The United States Securities and Exchange Commission (SEC) has initiated legal action against Silvergate Capital Corporation, the parent company of a crypto-friendly bank accused of facilitating fraud at the now-defunct exchange FTX.
In a filing dated July 1 in the U.S. District Court for the Southern District of New York, the SEC alleged that Silvergate, along with former CEO Alan Lane and former Chief Risk Officer Kathleen Fraher, deceived investors about the robustness of its Bank Secrecy Act/Anti-Money Laundering compliance program and its oversight of crypto customers such as FTX. Additionally, former Silvergate Chief Financial Officer Antonio Martino was charged with misleading investors regarding the company’s losses stemming from expected securities sales after FTX collapsed. All involved parties, except Martino, have agreed to settle with the SEC.
Martino rebutted the SEC’s claims, stating, “The allegations made by the SEC are baseless and reckless, and I eagerly anticipate the opportunity to defend myself in court and clear my name,” as conveyed by his legal representatives at Linklaters to Cointelegraph.
According to Gurbir Grewal, the SEC’s enforcement director, Silvergate allegedly failed to detect nearly $9 billion in suspicious transfers involving FTX and its affiliated entities, resulting in significant investor losses. Grewal asserted that Silvergate and its executives exacerbated the issue by continuing to mislead investors following FTX’s collapse from November 2022 to January 2023.

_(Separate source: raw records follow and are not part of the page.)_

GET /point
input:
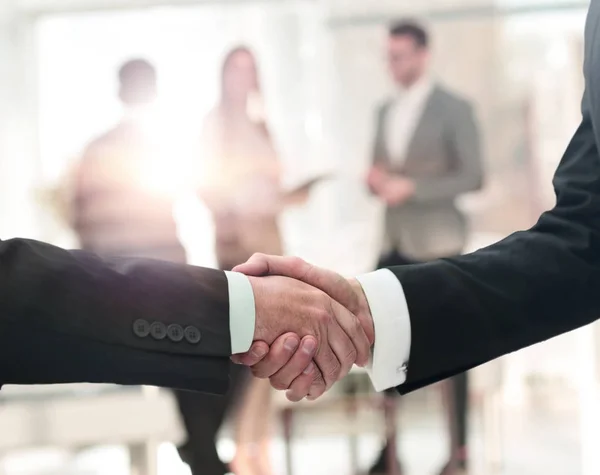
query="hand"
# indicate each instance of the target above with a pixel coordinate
(347, 292)
(397, 190)
(288, 305)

In parallel with the SEC’s enforcement action, Silvergate agreed to pay a $50 million civil penalty “without admitting or denying the allegations,” while Lane and Fraher consented to pay $1 million and $250,000 respectively, subject to court approval. Concurrently, Silvergate reached a settlement with the Board of Governors of the Federal Reserve System and the California Department of Financial Protection and Innovation.
Silvergate voluntarily liquidated in March 2023 after several crypto firms announced plans to sever ties with the bank, citing connections to FTX. FTX had filed for bankruptcy in November 2022, leading to criminal charges against multiple executives, including former CEO Sam Bankman-Fried, who is currently serving a federal prison sentence.

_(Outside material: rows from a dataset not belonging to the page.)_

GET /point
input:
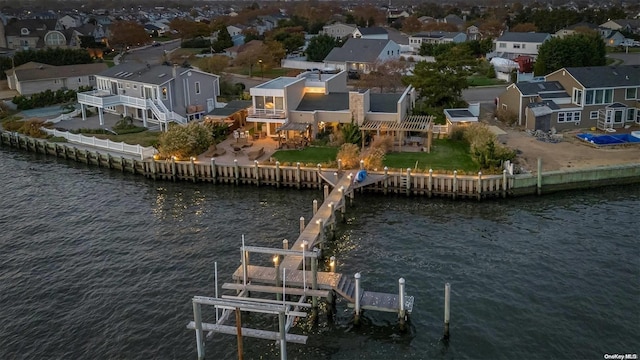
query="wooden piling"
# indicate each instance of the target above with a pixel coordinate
(402, 315)
(356, 318)
(447, 297)
(197, 318)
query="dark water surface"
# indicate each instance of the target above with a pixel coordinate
(95, 264)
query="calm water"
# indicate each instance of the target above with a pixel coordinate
(95, 264)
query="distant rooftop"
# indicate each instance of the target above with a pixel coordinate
(278, 83)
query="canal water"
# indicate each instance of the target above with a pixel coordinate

The SEC complaint detailed that under Bankman-Fried’s leadership, FTX directed customers to wire funds to Alameda’s account at Silvergate in exchange for assets on the exchange. Bankman-Fried had also endorsed the crypto-friendly bank on its website, praising its transformative impact on banking for blockchain companies.
The SEC’s action followed a judge’s approval of a class-action lawsuit filed by FTX users against Silvergate, alleging that the bank was aware of fraudulent activities at the crypto exchange, a claim Silvergate has refuted.
Coinciding with these developments, the U.S. Supreme Court issued two opinions on June 27 and 28 potentially influencing how the SEC handles enforcement cases involving cryptocurrencies. One opinion affirmed that defendants in SEC civil cases related to securities fraud are entitled to a jury trial.